Star Jake Gyllenhaal recalls shooting alternate versions of a lot of different scenes.
“There were a couple alternate versions of the end that everyone was talking about [using],” Gyllenhaal says. “I loved that I didn’t know when I watched the screening how the movie was going to totally end. And also the voiceover and things toward the end, we varied a lot so there was a lot of discussion.”
Gyllenhaal plays a military captain who is able to travel back to the last eight minutes before a train is bombed. He repeats his mission several times before he can save the day, and even the resolution leaves viewers wondering about our timeline and alternate realities.
The actor elaborated on the other versions he filmed, which aren’t on the home video version but which he audiences will be able to see on home video in the future.
“We shot one day in Chicago, that last scene with The Bean where the camera pulls in. I had all these weird ideas that somebody could appear, something could happen and [director] Duncan [Jones] would always go with these weird ideas I had,” he says. “I’d be like, ‘What if some weird agent showed up?’ He’d be like, ‘Get somebody in a suit. Can we get somebody in a suit? Pull that guy off the street.’ We would do a take like that.”
Even the scenes on the train had multiple versions. Each time he goes back, he does things differently, but those eight-minute segments all had multiple versions too.
“Every Source Code has an alternate version, and every Source Code initially has a different choice made by me because I get to come in that way,” Gyllenhaal says. “I would give him some humor. He’d want something funny, and then I’d give him the serious version, and he’d be like, ‘Okay, maybe something in between.’ Then he’d ask Michelle [Monaghan] to say something different. He asked me to totally improv it and put the film together after that.”
The actor says he hopes the film inspires viewers to continue thinking about its concepts in their own lives.

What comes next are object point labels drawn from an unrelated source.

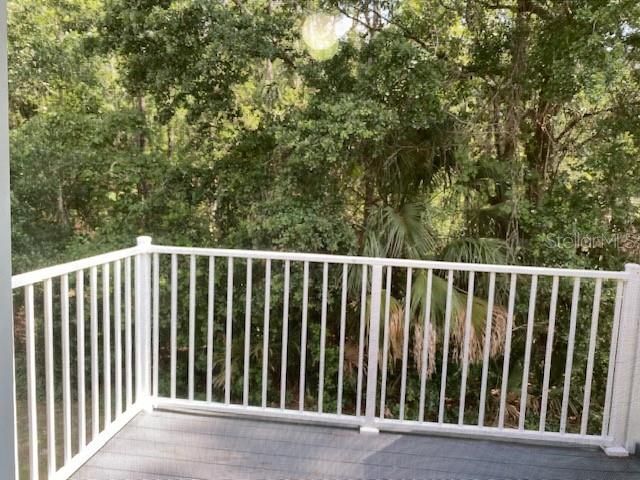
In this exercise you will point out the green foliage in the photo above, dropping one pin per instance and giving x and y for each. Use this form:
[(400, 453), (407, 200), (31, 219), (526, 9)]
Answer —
[(463, 131)]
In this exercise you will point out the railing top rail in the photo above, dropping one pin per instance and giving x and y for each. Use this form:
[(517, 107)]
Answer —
[(29, 278), (393, 262)]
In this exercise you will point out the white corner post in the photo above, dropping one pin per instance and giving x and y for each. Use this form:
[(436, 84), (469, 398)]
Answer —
[(624, 426), (8, 442), (369, 425), (143, 322)]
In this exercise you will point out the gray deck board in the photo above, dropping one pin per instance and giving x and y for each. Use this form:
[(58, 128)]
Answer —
[(178, 446)]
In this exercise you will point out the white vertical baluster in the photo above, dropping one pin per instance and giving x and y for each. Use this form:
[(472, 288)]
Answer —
[(363, 312), (385, 344), (192, 324), (527, 353), (426, 340), (303, 336), (82, 412), (323, 334), (49, 374), (247, 334), (507, 350), (106, 339), (66, 377), (569, 363), (445, 346), (174, 322), (128, 341), (486, 348), (156, 322), (595, 314), (229, 332), (547, 356), (117, 305), (369, 425), (285, 335), (143, 321), (95, 385), (265, 332), (405, 342), (343, 323), (613, 344), (32, 405), (465, 349), (210, 312)]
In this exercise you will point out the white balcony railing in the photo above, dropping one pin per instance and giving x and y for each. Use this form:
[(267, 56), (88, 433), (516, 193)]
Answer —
[(381, 344)]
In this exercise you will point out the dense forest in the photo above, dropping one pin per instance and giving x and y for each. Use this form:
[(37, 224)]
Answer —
[(470, 131), (474, 131)]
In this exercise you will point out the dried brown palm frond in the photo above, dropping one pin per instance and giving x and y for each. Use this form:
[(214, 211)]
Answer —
[(477, 332), (431, 346), (396, 331)]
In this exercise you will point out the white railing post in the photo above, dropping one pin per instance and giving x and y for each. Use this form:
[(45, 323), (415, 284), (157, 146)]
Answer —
[(624, 426), (374, 345), (143, 321), (8, 441)]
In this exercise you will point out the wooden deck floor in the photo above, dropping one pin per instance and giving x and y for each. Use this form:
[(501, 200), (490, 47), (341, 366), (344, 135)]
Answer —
[(168, 445)]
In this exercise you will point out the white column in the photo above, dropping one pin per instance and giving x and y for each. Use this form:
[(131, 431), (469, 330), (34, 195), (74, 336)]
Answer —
[(143, 321), (8, 463), (372, 353), (624, 427)]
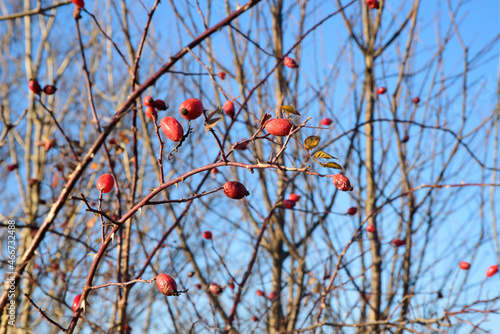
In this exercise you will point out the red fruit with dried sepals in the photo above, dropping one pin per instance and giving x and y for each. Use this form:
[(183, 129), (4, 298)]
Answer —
[(166, 285), (105, 183), (352, 211), (172, 128), (464, 265), (79, 3), (49, 89), (289, 62), (278, 127), (341, 182), (191, 109), (235, 190), (12, 167), (288, 203), (326, 121), (151, 113), (398, 242), (215, 289), (229, 108), (160, 105), (148, 101), (492, 270), (34, 86), (76, 303)]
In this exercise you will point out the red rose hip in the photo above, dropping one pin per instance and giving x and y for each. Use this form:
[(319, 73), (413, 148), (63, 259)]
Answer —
[(172, 128), (76, 303), (341, 182), (278, 127), (160, 105), (191, 109), (79, 3), (151, 113), (235, 190), (105, 183), (34, 86), (492, 270), (148, 101), (464, 265), (166, 285)]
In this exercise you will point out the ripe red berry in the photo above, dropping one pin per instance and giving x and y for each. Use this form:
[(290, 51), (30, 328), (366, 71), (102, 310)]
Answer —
[(79, 3), (76, 303), (166, 285), (352, 211), (242, 147), (148, 101), (278, 127), (191, 109), (464, 265), (160, 105), (105, 183), (222, 75), (229, 108), (172, 128), (326, 121), (49, 89), (235, 190), (492, 270), (34, 86), (289, 62), (341, 182), (12, 167), (398, 242), (151, 113), (288, 203), (215, 289)]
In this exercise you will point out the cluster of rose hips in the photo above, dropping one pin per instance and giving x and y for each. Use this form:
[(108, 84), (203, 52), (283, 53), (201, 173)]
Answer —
[(291, 201), (492, 270), (373, 4), (37, 89)]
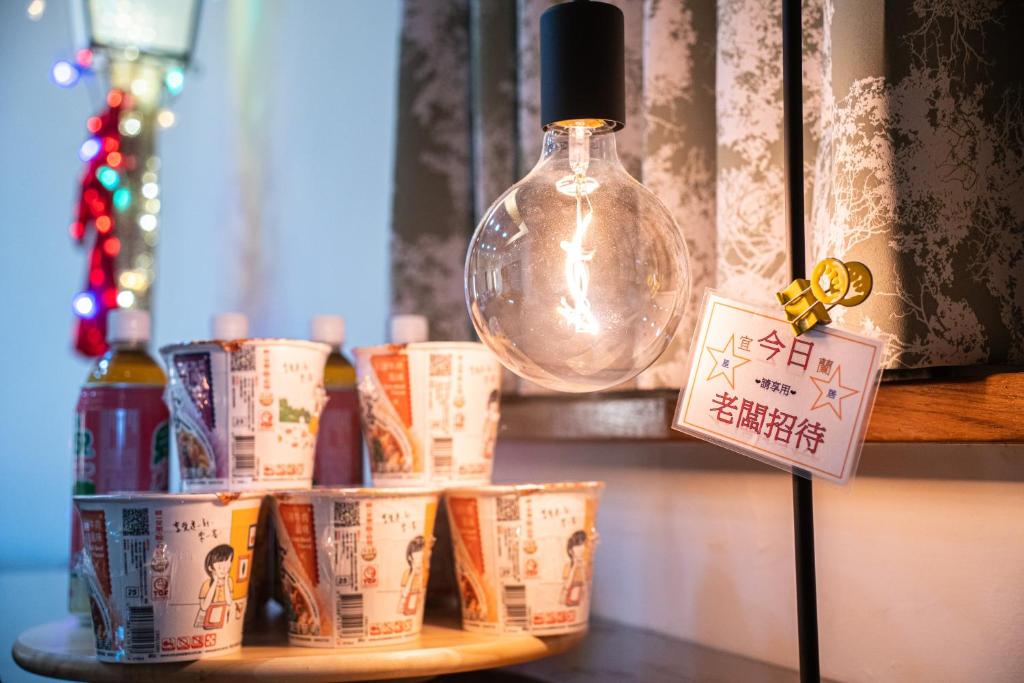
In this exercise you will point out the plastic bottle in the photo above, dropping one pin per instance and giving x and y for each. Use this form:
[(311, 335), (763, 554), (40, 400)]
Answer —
[(121, 427), (339, 440)]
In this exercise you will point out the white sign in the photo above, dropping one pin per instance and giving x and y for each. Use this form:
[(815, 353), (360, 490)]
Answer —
[(796, 402)]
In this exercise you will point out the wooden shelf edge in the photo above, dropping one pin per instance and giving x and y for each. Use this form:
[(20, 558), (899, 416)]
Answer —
[(981, 410)]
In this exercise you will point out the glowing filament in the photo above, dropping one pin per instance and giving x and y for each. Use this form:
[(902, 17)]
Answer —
[(576, 307)]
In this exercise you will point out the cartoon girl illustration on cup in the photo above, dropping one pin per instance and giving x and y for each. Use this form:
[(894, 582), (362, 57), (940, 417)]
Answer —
[(413, 579), (215, 596), (574, 573), (491, 421)]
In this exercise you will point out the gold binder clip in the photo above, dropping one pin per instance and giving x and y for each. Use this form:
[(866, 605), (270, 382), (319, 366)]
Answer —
[(833, 283)]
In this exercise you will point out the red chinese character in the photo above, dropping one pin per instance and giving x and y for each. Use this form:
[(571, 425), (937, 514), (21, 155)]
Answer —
[(723, 406), (782, 424), (752, 417), (803, 355), (772, 343), (813, 434)]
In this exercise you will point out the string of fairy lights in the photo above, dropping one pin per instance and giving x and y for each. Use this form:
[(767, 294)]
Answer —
[(117, 216)]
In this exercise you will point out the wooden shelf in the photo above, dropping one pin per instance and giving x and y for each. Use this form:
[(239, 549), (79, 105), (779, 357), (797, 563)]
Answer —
[(65, 649), (613, 652), (988, 409)]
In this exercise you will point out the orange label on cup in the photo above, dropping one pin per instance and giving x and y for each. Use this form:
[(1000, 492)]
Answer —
[(392, 371), (298, 519)]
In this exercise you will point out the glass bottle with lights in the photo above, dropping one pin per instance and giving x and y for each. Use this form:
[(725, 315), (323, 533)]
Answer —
[(339, 439), (578, 275), (121, 427)]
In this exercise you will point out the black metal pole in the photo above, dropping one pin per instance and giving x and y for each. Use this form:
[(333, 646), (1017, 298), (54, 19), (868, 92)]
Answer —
[(803, 504)]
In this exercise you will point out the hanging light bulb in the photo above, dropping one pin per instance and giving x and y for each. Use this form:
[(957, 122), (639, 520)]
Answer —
[(578, 275)]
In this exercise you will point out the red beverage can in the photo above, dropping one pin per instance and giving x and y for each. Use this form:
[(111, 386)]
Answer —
[(121, 444), (339, 440)]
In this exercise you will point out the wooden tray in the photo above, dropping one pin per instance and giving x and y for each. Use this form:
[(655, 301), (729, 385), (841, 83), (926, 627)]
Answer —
[(65, 649)]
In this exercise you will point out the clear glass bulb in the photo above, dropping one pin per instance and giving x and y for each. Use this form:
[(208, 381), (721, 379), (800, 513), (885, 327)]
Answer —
[(578, 275)]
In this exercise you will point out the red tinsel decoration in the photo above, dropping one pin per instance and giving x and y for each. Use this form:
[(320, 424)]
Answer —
[(95, 208)]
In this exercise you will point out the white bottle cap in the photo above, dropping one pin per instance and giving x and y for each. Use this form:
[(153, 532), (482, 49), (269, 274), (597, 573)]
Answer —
[(329, 330), (229, 326), (128, 325), (409, 329)]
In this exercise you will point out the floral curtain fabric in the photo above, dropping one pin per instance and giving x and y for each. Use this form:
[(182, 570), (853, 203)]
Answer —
[(913, 156)]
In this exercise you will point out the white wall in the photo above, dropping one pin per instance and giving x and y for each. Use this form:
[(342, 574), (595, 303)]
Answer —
[(919, 562), (332, 68)]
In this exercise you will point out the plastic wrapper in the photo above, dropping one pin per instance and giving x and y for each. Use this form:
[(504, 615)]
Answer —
[(523, 555), (168, 574), (354, 563), (430, 412), (246, 413)]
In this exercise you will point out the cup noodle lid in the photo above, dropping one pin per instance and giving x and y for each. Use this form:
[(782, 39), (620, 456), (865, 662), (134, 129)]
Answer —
[(524, 555), (168, 573), (354, 563)]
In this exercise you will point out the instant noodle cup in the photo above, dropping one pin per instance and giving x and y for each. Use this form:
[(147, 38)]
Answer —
[(245, 413), (354, 563), (168, 573), (430, 412), (523, 556)]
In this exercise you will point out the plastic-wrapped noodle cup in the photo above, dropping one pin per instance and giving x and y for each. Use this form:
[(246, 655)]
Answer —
[(354, 563), (523, 555), (168, 573), (245, 413), (430, 412)]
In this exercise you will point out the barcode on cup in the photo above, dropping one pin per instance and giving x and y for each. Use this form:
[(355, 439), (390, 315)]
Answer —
[(440, 449), (141, 631), (514, 598), (350, 614), (244, 455)]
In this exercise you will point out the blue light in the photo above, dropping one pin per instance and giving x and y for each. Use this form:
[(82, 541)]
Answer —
[(175, 81), (84, 304), (65, 74), (89, 148)]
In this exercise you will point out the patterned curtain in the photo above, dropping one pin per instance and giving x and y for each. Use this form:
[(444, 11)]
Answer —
[(913, 155)]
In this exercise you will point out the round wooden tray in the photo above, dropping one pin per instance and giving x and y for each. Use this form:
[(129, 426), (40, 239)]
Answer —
[(65, 649)]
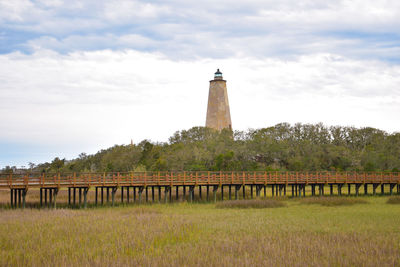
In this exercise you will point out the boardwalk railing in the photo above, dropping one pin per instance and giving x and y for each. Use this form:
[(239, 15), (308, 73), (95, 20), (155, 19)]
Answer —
[(194, 178)]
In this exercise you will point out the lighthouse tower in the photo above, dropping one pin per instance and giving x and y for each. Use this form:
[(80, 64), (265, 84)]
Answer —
[(218, 113)]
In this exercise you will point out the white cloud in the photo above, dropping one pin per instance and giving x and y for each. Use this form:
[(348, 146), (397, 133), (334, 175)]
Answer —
[(85, 101)]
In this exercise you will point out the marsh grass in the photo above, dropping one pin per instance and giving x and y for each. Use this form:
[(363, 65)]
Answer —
[(393, 200), (333, 201), (185, 234), (251, 204)]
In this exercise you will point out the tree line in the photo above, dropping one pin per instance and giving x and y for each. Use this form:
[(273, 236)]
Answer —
[(283, 147)]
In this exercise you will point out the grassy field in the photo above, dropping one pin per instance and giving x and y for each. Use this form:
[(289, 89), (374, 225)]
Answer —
[(298, 233)]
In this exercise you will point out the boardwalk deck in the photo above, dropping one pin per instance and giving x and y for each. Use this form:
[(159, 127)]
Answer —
[(217, 181)]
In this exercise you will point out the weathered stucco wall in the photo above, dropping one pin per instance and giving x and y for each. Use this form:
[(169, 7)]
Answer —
[(218, 113)]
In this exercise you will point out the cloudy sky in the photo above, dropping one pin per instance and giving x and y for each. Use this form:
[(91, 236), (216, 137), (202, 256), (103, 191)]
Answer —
[(79, 76)]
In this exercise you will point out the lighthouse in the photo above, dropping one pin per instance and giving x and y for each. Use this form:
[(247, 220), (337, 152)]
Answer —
[(218, 113)]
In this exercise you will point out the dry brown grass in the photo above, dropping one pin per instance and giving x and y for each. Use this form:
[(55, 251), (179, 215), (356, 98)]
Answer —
[(201, 235), (333, 201), (393, 200), (250, 204)]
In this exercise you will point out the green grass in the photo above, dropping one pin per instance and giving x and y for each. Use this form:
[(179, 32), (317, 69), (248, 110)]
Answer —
[(251, 204), (203, 235), (393, 200), (333, 201)]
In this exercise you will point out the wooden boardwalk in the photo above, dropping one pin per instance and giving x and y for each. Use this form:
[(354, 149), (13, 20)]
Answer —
[(133, 184)]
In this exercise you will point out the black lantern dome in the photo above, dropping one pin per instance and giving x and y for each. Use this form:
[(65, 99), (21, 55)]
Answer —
[(218, 75)]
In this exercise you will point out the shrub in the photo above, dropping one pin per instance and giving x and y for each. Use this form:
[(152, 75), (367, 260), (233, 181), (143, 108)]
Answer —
[(250, 204)]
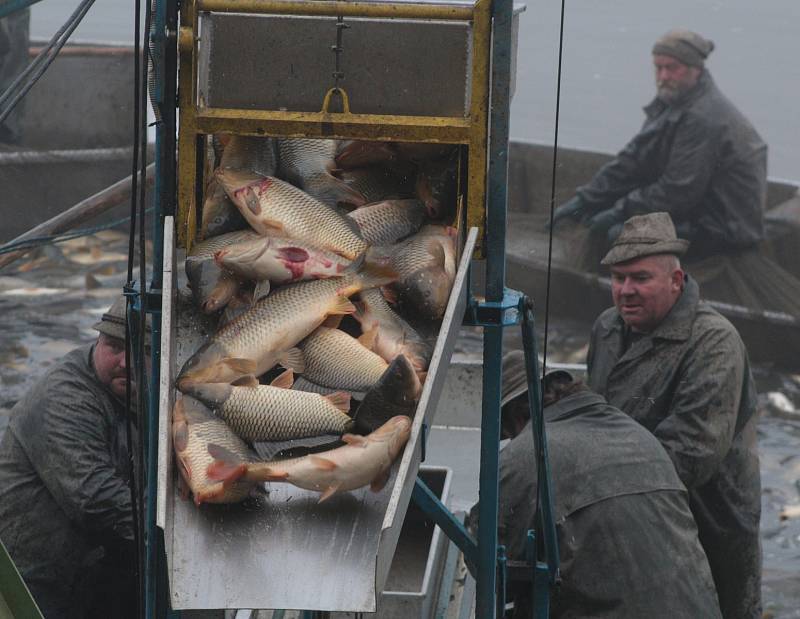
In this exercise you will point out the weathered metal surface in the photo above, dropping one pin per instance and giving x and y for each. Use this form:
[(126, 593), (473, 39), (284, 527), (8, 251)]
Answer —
[(280, 551), (403, 77)]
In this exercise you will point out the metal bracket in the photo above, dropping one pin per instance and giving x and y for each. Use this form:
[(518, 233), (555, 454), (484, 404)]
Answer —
[(437, 511), (505, 313)]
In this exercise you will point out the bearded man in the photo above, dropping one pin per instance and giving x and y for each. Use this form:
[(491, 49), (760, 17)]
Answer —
[(680, 369), (696, 157)]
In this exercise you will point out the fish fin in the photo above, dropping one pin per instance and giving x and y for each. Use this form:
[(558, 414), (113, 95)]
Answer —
[(329, 491), (322, 464), (340, 399), (285, 380), (293, 254), (246, 381), (354, 439), (240, 365), (341, 305), (367, 339), (379, 482), (226, 472), (389, 294), (294, 360), (333, 321), (261, 290)]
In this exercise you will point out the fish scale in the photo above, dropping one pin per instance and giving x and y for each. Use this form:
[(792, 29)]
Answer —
[(273, 207), (201, 429), (335, 359), (266, 332), (389, 221), (266, 413)]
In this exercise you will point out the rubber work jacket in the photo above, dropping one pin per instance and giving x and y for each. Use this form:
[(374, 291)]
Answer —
[(64, 497), (689, 383), (627, 542), (700, 160)]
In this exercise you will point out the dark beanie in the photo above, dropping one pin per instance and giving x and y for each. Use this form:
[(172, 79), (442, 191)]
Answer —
[(686, 46)]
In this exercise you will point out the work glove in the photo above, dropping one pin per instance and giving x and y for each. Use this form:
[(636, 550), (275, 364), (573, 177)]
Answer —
[(574, 208), (603, 221)]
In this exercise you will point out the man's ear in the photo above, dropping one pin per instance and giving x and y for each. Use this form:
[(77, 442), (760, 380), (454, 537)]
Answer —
[(677, 279)]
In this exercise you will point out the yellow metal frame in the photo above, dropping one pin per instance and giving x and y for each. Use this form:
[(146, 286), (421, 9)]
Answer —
[(197, 120)]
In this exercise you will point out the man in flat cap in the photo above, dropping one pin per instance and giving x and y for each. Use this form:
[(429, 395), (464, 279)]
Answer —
[(680, 369), (628, 544), (696, 157), (65, 498)]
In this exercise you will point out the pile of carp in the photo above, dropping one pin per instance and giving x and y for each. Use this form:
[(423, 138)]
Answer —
[(333, 261)]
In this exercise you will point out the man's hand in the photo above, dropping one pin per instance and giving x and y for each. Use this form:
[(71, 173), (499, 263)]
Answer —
[(571, 209), (601, 223)]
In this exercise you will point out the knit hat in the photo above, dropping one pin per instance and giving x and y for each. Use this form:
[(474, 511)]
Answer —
[(113, 322), (645, 235), (688, 47)]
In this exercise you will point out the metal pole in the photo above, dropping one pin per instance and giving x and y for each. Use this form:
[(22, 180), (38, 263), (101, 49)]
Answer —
[(495, 286)]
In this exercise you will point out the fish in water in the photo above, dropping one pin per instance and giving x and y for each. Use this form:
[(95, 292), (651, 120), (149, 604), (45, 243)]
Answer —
[(194, 427), (363, 460), (251, 154), (335, 359), (385, 223), (275, 208), (396, 393), (308, 163), (268, 332), (280, 260), (425, 264), (220, 215), (387, 334), (212, 287), (275, 412)]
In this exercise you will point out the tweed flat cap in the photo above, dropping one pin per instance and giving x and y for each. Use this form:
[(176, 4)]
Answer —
[(684, 45), (645, 235)]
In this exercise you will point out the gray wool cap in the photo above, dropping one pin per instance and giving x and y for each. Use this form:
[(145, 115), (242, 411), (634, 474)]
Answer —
[(686, 46), (645, 235)]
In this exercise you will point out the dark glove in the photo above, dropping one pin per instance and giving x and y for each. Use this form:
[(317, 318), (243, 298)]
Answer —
[(573, 208), (601, 223)]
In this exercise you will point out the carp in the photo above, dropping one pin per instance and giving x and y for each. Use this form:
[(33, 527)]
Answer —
[(212, 287), (275, 208), (396, 393), (194, 427), (385, 223), (267, 333), (335, 359), (307, 163), (426, 267), (220, 215), (387, 334), (280, 260), (362, 460), (275, 412), (251, 154)]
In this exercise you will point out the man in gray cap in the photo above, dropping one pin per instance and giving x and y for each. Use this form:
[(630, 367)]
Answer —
[(65, 498), (696, 157), (628, 545), (680, 369)]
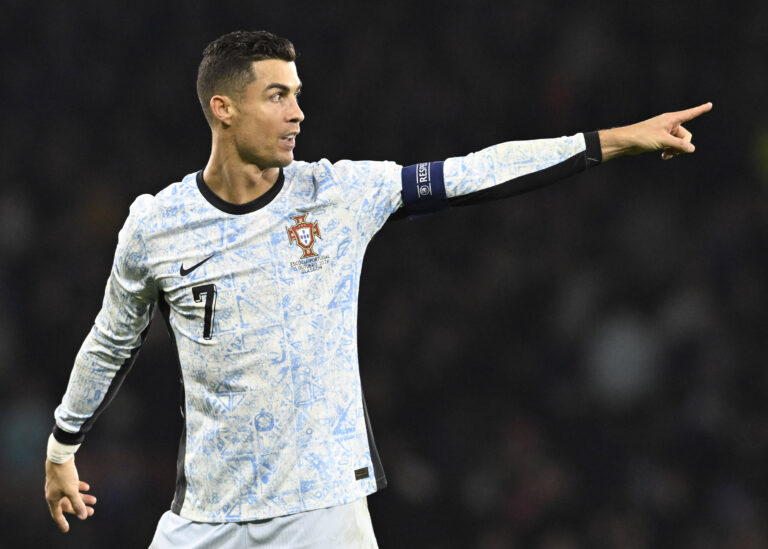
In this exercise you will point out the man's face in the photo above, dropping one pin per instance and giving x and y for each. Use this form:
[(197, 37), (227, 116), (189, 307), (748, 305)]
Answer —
[(267, 117)]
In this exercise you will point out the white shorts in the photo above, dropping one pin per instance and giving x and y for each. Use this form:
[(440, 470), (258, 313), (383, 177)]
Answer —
[(342, 527)]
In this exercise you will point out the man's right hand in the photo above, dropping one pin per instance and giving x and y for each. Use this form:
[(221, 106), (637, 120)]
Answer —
[(65, 493)]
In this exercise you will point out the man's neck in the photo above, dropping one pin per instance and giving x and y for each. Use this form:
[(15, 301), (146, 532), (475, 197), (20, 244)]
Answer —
[(236, 182)]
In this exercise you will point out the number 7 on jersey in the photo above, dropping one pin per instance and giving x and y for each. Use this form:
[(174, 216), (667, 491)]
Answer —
[(209, 291)]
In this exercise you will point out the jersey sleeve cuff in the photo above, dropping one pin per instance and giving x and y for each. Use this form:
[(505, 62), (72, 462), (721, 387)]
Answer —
[(56, 452), (594, 152), (65, 437)]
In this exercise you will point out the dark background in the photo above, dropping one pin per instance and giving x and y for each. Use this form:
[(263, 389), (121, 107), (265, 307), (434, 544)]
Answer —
[(578, 367)]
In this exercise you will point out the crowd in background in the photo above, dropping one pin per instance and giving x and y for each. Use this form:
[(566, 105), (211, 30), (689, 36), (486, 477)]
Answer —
[(579, 367)]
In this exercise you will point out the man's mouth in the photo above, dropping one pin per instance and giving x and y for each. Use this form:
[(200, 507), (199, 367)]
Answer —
[(289, 139)]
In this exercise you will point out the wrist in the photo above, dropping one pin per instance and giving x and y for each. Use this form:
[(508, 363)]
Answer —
[(59, 453)]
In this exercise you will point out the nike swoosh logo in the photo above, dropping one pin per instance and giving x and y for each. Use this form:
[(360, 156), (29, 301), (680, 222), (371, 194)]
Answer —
[(185, 272)]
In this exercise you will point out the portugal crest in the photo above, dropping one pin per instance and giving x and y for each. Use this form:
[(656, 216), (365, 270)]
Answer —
[(303, 233)]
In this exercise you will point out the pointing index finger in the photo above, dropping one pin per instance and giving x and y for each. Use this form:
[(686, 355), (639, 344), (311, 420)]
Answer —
[(690, 114)]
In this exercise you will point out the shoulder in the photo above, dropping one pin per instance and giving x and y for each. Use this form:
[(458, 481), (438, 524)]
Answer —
[(344, 171)]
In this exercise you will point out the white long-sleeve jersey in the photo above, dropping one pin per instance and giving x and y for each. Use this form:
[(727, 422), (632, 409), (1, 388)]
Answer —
[(261, 303)]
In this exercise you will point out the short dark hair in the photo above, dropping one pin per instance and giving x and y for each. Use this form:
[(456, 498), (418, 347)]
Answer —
[(226, 67)]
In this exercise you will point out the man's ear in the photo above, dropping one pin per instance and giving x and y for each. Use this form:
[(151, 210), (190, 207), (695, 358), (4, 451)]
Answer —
[(222, 109)]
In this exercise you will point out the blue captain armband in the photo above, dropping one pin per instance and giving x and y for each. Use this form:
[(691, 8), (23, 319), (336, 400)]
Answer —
[(424, 189)]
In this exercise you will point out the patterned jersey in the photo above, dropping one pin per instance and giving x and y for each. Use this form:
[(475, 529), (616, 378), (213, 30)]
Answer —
[(261, 303)]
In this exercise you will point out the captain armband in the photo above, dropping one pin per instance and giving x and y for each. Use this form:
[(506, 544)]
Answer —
[(424, 189), (58, 452)]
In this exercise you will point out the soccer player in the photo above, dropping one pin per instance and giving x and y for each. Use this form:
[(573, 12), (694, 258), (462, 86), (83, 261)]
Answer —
[(254, 264)]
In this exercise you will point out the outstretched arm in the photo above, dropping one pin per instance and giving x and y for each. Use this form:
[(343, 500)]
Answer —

“If we pay attention to our interactions with people, we can see that there’s a cycle to things,” Gyllenhaal says. “This movie seems like, at least philosophically, that idea to me. Every time I would come back into the Source Code, and as an actor, and I think every time the character goes, it’s another chance. Another chance. And it’s about even as you believe things die, they are reborn.”
Screenwriter Ben Ripley left a lot to the imagination.
“It was fun for me to imagine what you actually don’t see,” Ripley said. “Most of Source Code you don’t see. There’s a limit. You only see what’s in the frame and the frame is often very limited to his own perception. There’s whole other infrastructure going on that’s fun to imagine.”
Source Code will be available July 26 on DVD ($26.99) and Blu-ray ($30.49) from Summit Entertainment.
Extras on the Blu-ray include commentary with Gyllenhaal, Ripley and director Duncan Jones, and “Access: Source Code,” a viewing mode with scene-specific featurettes. The DVD includes the commentary, a trivia track, cast interviews and science focal points.